De momento, mientras el arma siguiera en poder de Togul Barok, a Taniar le quedaban más opciones. Aunque ahora que el semidiós ya estaba cerca de Tártara, se aproximaba el momento de tomar una decisión. ¿Qué debía hacer? ¿Arrebatarle la lanza? ¿Utilizarlo como cebo para atraer a Tubilok a una trampa en el Prates?
Empezaba a decantarse por esta última posibilidad. Para ello la espada forjada por Tarimán le habría venido pintiparada. Mientras Togul Barok atraía a Tubilok con el reclamo de la lanza, ella podría atacarlo por la espalda. O de frente, puesto que el dios loco era incapaz de percibir lo que había en las inmediaciones de aquella arma.
Por desgracia, Taniar no había conseguido encontrarla. Su dueño, Derguín Gorión, debía de ser muy prudente utilizándola o simplemente no la usaba. Los sensores del Bardaliut o incluso los de la lanzadera en la que había descendido al planeta habrían captado un escape de energía inusual en un mundo tan atrasado, cuya única emisión detectable era el metano producido por las ventosidades de los rumiantes.
—Mi señora.
—No es necesario que me preguntes cada medio minuto si está todo a mi gusto.

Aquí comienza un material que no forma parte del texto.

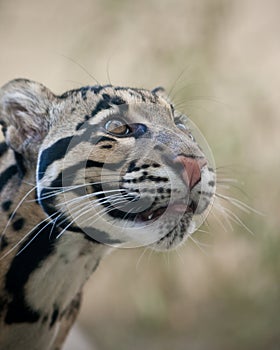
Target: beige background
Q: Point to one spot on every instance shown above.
(220, 60)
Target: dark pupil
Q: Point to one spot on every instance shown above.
(117, 127)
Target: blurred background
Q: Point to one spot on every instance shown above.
(219, 60)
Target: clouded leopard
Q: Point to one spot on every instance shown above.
(81, 173)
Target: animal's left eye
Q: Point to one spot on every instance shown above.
(186, 129)
(117, 127)
(181, 126)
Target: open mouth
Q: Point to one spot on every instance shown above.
(175, 209)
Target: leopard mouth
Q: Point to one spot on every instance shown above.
(175, 209)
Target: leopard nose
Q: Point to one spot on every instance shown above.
(190, 169)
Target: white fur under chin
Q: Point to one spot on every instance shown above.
(77, 339)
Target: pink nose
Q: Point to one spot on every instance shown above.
(190, 169)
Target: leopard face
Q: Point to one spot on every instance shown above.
(127, 170)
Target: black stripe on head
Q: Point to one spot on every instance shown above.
(20, 163)
(7, 174)
(30, 258)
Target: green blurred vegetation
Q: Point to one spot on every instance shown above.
(219, 61)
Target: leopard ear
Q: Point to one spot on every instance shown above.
(24, 114)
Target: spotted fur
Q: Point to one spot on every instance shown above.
(94, 168)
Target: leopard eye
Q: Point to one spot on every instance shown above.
(181, 126)
(117, 127)
(191, 136)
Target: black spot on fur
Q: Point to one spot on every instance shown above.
(54, 152)
(6, 205)
(23, 264)
(54, 316)
(3, 242)
(158, 148)
(79, 125)
(6, 175)
(20, 164)
(3, 148)
(18, 224)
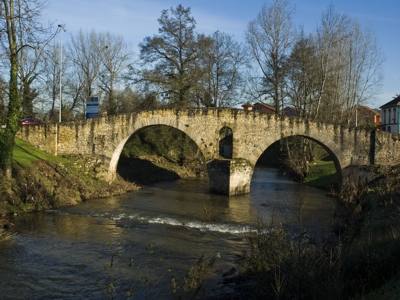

—Hay un intruso en la casa.
Taniar se enderezó. El morfocarbono proyectó un respaldo para acomodarse a su espalda.
—Como sea otra vez ese bastardo de Anfiún, le arrancaré los testículos, haré que se los coma y cuando le crezcan se los volveré a arrancar.
Taniar se refería a un incidente ocurrido doce siglos antes, pero que guardaba tan fresco en su memoria como si hubiera pasado la víspera. Había mantenido relaciones sexuales con todas las divinidades que moraban en el Bardaliut, salvo con Anfiún, al que aborrecía y detestaba. Él, interpretando que las negativas de Taniar significaban que en realidad fantaseaba con la idea de ser violada y maltratada, había irrumpido en su casa. La pelea entre ambos fue épica y se convirtió en comidilla de los dioses durante mucho tiempo, pero no había tenido ni un ápice de erotismo.